The political and cult symbol of Israel before the destruction of the Temple was the Ark of the Covenant. This cult object was constantly found with the Israelites and treasured by them from the time of Moses until the time of the invasion of the Babylonians. It was a rectangular chest made of acacia wood, measuring 4 feet long by 2.5 feet wide by 2.5 feet high.

The Ark was decorated and protected with gold plating and carried by poles inserted in rings at the four lower corners. There was a lid (Hebrew: kipporet, “mercy seat” or “propitiatory”) for the top of the Ark, and perched on top of the monument were two golden angels or cherubs at either end with their wings covering the space over the Ark.

The first interpretations about the Ark were simple: It was simply the repository for the stone tablets of laws that Moses received on Mount Sinai. It was housed in a tent and on pilgrimage alongside the children of Israel in the desert. Ancient peoples would preserve treaties or covenants in such a fashion.


Soon, however, the Ark became charged with deeper latent powers and purposes.

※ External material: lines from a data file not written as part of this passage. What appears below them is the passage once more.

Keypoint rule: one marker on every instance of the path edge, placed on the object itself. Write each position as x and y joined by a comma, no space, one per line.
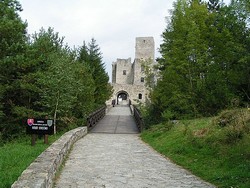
41,172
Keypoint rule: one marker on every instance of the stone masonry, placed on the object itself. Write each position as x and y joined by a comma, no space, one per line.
128,79
41,172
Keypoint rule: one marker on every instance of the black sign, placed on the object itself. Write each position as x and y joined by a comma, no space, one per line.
40,126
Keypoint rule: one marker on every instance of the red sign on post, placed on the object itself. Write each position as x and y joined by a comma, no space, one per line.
40,126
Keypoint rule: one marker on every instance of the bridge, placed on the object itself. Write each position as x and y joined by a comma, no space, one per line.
113,155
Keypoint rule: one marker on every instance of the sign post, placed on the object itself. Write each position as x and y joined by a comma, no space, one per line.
39,127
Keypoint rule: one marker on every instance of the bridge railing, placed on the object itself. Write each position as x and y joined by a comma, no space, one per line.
138,118
95,116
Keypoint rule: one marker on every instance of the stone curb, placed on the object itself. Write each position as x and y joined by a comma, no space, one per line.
41,172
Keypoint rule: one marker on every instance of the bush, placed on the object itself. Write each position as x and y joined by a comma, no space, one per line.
235,123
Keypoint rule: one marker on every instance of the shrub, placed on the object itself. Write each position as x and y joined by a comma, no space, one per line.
235,123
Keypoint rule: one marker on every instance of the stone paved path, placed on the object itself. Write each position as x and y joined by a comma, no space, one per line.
121,161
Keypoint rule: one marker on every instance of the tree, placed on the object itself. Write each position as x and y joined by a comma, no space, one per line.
92,58
12,49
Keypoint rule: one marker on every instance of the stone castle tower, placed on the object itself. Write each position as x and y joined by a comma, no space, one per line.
128,79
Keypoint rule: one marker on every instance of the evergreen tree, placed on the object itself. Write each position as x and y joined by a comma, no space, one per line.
91,56
12,49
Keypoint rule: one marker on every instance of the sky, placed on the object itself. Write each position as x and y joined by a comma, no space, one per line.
114,24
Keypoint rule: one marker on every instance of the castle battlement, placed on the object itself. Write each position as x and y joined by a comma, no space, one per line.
128,79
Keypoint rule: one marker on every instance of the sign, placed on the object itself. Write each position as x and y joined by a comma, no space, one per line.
40,126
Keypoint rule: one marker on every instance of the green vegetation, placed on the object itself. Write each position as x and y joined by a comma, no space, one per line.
205,63
16,156
216,149
41,76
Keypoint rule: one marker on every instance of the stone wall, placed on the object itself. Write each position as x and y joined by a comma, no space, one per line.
41,172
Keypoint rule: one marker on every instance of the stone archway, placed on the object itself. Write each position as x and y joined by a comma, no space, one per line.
122,98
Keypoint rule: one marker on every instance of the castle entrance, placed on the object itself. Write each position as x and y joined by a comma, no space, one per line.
122,98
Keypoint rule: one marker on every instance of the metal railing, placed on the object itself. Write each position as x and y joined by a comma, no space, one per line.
138,118
95,116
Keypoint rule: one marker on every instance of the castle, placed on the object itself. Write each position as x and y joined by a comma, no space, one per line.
128,79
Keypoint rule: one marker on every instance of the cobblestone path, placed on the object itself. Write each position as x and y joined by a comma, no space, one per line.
121,161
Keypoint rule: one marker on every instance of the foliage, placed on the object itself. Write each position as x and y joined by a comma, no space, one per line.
41,76
16,156
203,148
205,63
91,57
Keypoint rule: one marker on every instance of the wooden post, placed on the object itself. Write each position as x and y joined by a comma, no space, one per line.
33,139
46,139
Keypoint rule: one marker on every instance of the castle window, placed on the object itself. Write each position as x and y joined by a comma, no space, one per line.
142,68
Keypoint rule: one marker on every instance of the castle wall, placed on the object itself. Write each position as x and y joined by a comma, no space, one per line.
145,48
123,71
129,78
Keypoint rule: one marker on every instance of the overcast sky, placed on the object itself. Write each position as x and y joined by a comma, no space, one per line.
113,23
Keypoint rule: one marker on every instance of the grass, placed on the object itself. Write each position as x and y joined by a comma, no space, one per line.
16,156
205,149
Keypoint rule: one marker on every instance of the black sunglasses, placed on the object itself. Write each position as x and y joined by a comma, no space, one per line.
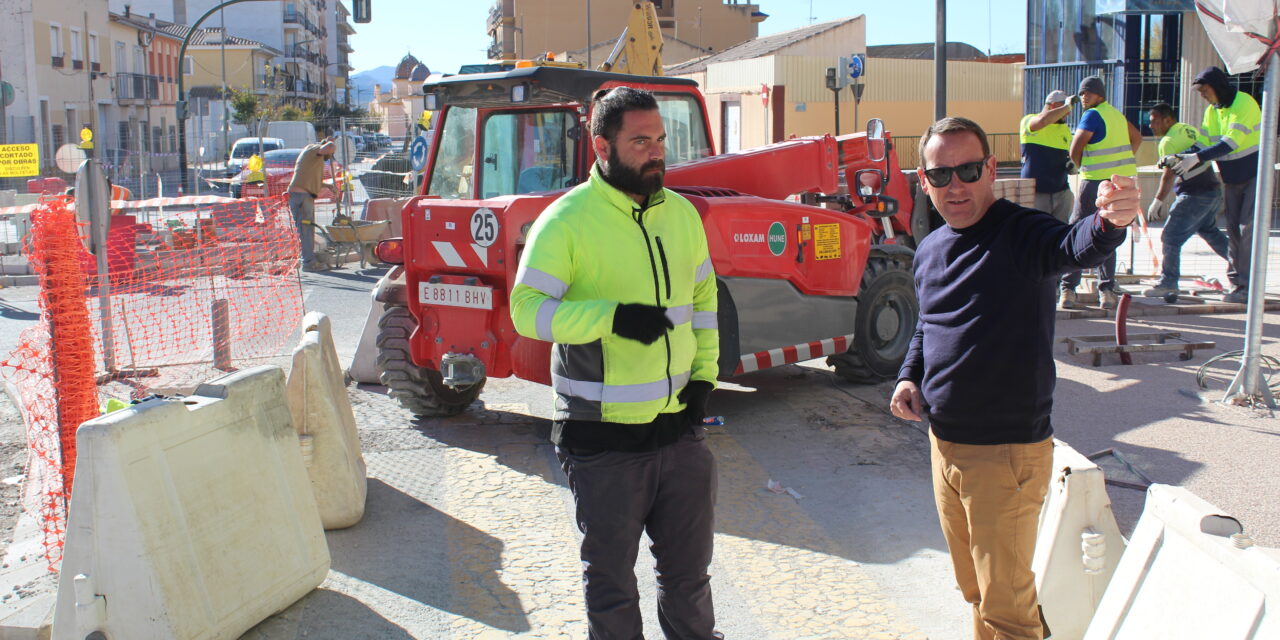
969,172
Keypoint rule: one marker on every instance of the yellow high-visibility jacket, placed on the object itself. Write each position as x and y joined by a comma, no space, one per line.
593,250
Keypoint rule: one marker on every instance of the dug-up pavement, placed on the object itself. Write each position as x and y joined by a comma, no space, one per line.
469,530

For one thing it was the place where the divine being would choose to make some revelation and communication with Israel. Moses would go there for his meetings with God.

So the Ark became more than a receptacle for an agreement; God’s presence filled the Ark. A parallel to this notion is the qubbah, the shrine that Arab nomads carry with them for divination and direction as they search for campsites and water.

In a similar way the Ark was a supernatural protection—called a palladium—that ensured that Israel would never lose in battle. In this sense many Near Eastern cities and nations often had some token of divine protection. Similarly, the Greeks often symbolized their military invincibility through divine emblems such as Athena’s breastplate in Athens and Artemis’s stone in Ephesus.

When the Jerusalem temple was built under Solomon, the Ark took on a more complex meaning. It had to take into account the kingdom of David and Solomon, the capital city of Jerusalem, and the rituals of temple and sacrifice. So the Ark became the throne or the divine contact point for God’s rule over the world.

The Ark was no longer housed in a tent; it had its own inner courtroom. The angelic representation over the chest became a divine seat, or at least a footstool. Ancient artistic representations of this concept have been discovered in other cultures of the Fertile Crescent: Human or divine kings are often depicted as sitting on a throne supported by winged creatures.

The Ark disappeared from Jerusalem after the Babylonians invaded in the sixth century b.c.e., but it did not disappear from later popular imagination. Some believed that Jeremiah the prophet or King Josiah hid it, others that angels came and took it to heaven; and to this day, Ethiopian Christians believe that they have it safeguarded in their country.

That the Ark could fall into godless hands was considered to be more catastrophic than the destruction of the Temple. Whatever the cause, Josephus said that it was not present in the rebuilt temple of Herod.